ROBOT.OPR is a general-purpose instruction, whose interpretation varies from one robot module to another. The general syntax for this instruction is:
ROBOT.OPR (function_code) exp1, exp2, ..., expn
To change the link dimension values, the following parameters must be specified:
To Change
function_code
exp1
exp2
Axis Free Mode
0
Number of the axis to free or unfree, from 1 to 4.
1 to enter free mode,
0 to exit free mode.
Alpha
1
Temporary value of Alpha, specified in degrees.
N/A
X-W Offset
2
Temporary value of the encoder offset, specified in encoder counts.
N/A
Encoder Offsets
3-7
The encoder offsets for motors X, Y, Z, Theta, W respectively.
N/A
Theta Radial Arm
8
Length of the Theta radial arm in mm.
N/A
Hall Effect Sensor Offsets
9-13
Offsets used by the calibration software to relate the Hall Effect sensor readings to the motor commutation references.
As a convenience, the ROBOT.OPR real-valued functions can be utilized to read the current setting for Alpha, the X-W Offset, or any of the Encoder Offset values. The general syntax for this function is as follows:
value = ROBOT.OPR(2,index)
where "index" corresponds to the function code for the desired parameter and ranges from 1-8.
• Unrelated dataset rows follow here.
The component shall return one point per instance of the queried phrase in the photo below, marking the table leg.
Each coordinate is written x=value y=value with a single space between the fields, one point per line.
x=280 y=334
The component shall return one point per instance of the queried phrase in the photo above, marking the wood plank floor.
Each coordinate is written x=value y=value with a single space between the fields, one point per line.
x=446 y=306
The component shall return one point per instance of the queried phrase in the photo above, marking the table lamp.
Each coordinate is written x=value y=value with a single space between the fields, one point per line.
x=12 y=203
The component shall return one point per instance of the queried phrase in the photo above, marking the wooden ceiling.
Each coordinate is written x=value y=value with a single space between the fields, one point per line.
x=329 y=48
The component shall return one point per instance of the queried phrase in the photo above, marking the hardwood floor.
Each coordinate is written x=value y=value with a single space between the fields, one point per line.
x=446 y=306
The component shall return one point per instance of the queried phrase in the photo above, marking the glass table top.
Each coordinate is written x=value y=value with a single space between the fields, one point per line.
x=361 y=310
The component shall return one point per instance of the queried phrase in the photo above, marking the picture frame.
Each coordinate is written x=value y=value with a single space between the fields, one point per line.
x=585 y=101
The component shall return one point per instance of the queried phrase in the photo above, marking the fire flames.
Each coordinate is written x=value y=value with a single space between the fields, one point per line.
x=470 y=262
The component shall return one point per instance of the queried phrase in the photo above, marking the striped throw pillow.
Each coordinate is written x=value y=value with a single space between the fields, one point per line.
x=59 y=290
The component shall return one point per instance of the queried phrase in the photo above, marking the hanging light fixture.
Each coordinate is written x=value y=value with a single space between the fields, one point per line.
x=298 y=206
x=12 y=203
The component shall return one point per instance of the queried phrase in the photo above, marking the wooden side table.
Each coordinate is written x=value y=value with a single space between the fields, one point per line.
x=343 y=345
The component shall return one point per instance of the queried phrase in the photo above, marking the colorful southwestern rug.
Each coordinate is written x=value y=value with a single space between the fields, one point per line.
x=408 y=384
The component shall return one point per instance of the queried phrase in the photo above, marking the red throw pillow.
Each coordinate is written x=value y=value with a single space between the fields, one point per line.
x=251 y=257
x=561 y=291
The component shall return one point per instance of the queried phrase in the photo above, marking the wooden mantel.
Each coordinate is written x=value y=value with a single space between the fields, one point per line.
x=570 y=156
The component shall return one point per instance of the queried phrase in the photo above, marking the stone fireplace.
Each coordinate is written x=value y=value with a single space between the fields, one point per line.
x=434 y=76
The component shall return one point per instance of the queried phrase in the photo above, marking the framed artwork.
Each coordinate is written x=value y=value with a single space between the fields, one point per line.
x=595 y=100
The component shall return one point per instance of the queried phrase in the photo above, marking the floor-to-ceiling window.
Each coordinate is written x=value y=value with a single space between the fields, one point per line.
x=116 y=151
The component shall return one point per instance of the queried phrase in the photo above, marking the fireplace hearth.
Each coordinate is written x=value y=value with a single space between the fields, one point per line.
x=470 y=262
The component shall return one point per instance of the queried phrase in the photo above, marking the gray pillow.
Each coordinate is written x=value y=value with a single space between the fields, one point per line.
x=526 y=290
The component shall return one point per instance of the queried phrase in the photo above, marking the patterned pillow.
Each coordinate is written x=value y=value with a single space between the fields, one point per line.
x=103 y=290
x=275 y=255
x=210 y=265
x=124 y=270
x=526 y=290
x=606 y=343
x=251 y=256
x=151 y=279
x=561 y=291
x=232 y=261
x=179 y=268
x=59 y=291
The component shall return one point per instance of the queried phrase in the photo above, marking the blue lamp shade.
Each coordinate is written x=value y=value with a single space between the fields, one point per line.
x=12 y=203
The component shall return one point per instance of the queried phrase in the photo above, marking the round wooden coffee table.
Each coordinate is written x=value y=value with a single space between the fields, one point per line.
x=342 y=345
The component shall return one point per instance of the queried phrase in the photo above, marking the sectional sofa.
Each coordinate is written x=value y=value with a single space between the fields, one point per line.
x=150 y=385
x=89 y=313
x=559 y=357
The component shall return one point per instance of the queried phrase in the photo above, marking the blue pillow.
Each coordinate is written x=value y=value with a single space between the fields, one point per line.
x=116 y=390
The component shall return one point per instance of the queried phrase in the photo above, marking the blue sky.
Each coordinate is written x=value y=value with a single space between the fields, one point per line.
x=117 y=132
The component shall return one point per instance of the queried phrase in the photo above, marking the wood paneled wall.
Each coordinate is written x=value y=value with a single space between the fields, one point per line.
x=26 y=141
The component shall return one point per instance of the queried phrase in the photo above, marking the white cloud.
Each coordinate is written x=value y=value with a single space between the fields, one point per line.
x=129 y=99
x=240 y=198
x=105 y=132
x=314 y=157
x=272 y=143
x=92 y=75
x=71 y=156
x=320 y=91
The following point should be kept in mind when using ROBOT.OPR to change the link dimension values:
This instruction breaks any executing continuous-path motion and modifies the link dimensions after the robot has come to a stop.
View Looking Down At The Stage
Xj, Yj: Positions of the X and Y linear joints measured along the direction of travel of the joints. Xc, Yc: Cartesian position of the stage in the world coordinate system relative to (0,0) a : Yaw angle of the Y linear joint relative to the world Y axis in units of degrees.
Figure 1: Definition of Alpha Yaw Angle